Je n’irai pas à la Pride

10 juin 2006 par Tchak

Demain dans ma ville, c’est le jour de la Pride. Chars bruyants, slogans sympas, pédés et lesbiennes contentEs de défiler, de se montrer, de se rencontrer. Il y a quelques années c’était un rendez-vous important pour moi, une façon de m’affirmer j’imagine, mais aussi de rejoindre le monde merveilleux lesbien, gay, bi, trans, dont j’ai tenté longtemps d’intégrer la « communauté », faute d’en épouser tout à fait l’identité.

Après quelques années de fréquentation du courant dominant LGBT dans sa composante associative, ce que j’en retiens, c’est que... malgré son apparente diversité, c’est un courant dominant. Les valeurs qui ont cours dans le courant dominant de la société sont aussi celles de l’organisation collective des pédés et des lesbiennes qui s’engagent à des titres divers pour l’égalité politique, la création d’espaces de convivialité associatifs, la visibilité des LGBT dans le champ culturel ou du travail. L’extrême gauche s’oppose à la social-démocratie, pendant qu’un certain conservatisme moderne mise tout sur le boom des entreprises gays. Les tenantEs d’un queer fashion dénigrent les gays en mocassins et les lesbiennes en jupes longues. En lorgnant sur les t-shirts made in Malaysia des boutiques trendy.
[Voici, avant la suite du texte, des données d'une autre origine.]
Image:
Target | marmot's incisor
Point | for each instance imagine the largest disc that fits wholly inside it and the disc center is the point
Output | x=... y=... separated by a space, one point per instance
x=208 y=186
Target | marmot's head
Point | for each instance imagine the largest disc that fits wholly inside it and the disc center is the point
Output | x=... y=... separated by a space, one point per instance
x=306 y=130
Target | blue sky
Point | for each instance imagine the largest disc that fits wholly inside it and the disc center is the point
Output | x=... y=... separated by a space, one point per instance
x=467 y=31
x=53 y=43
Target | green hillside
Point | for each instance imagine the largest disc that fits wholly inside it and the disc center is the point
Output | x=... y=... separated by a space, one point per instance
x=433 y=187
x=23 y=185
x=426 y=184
Il ne s’agit pas de dénigrer les LGBT individuellement. Mais d’affirmer que tout naturellement les espaces qu’illes créent, qu’illes s’approprient, sont fortement marqués par les valeurs du reste de la société. Et qu’aucune réflexion n’est possible, puisque coucher avec un partenaire du même sexe est la preuve qu’on est déjà hyper alternatif/ve. Pourtant l’individualisme qui a cours dans nos sociétés, le consumérisme matériel mais aussi affectif, les normes blessantes, sont les plaies aussi bien du macumba hétéro que de la boîte pédé. Et de son équivalent sérieux, l’asso LGBT, qu’elle soit étudiante ou politisée.

« Bon, les cheveux, la coupe à la mode, ça va. Maintenant tu as encore des kilos à perdre, et il faudra aller faire un tour à H&M pour te trouver un pantalon. Noir, ça mincit. » « Bon, j’ai fait tout le boulot pour le projet du mois prochain, tout le monde est d’accord ? » « Notre relation (amicale, amoureuse) ne constitue en aucun cas de ma part un engagement envers toi. Je ne dois rien à personne, je suis libre. On n’en parle pas, ça prend la tête. » Petit florilège de ce que j’ai entendu en traînant dans les assos. A ce rythme, il suffit d’être un peu fragile pour se brûler les ailes. Comme beaucoup de genTEs dans le courant dominant hétéro, qui ne sont pas des winners capables de tirer leur épingle ou qui ont des valeurs incompatibles.

Justement, mes valeurs sont incompatibles. Si je m’engage en politique/militantisme, c’est pour un rapport différent aux personnes et à l’environnement. Pour établir des responsabilités entre ces trois entités. Et j’ai trouvé des espaces où ces mêmes valeurs sont promues... et qui en deviennent des espaces de belles relations. La liberté n’est pas le prétexte à alimenter un monde de relations violentes. C’est un droit qui s’exerce dans le respect des autres. Je peux aussi bien compter sur l’engagement auprès de moi de mes amiEs écolos. Je peux fréquenter Queeruption sans qu’on me regarde en biais, pourtant je fais tout pour, avec mes fringues normées quand chacunE s’est inventé un look épatant... c’est pas ça la vraie liberté ?

Si un jour à la Pride on voyait cohabiter dans moins de regards méprisants des gouines paysannes, des pédés décroissants habillés récup, des vieux, des hétéro-queers, des punks. Si sur les chars se contorsionnaient des handis et des gros, des poilues et des maigres, dans un « fuck les normes » général... je reviendrais peut-être. En attendant, la « communauté » mérite qu’on lui fasse faux bond pour construire des espaces à part, oasis dans une société pathogène.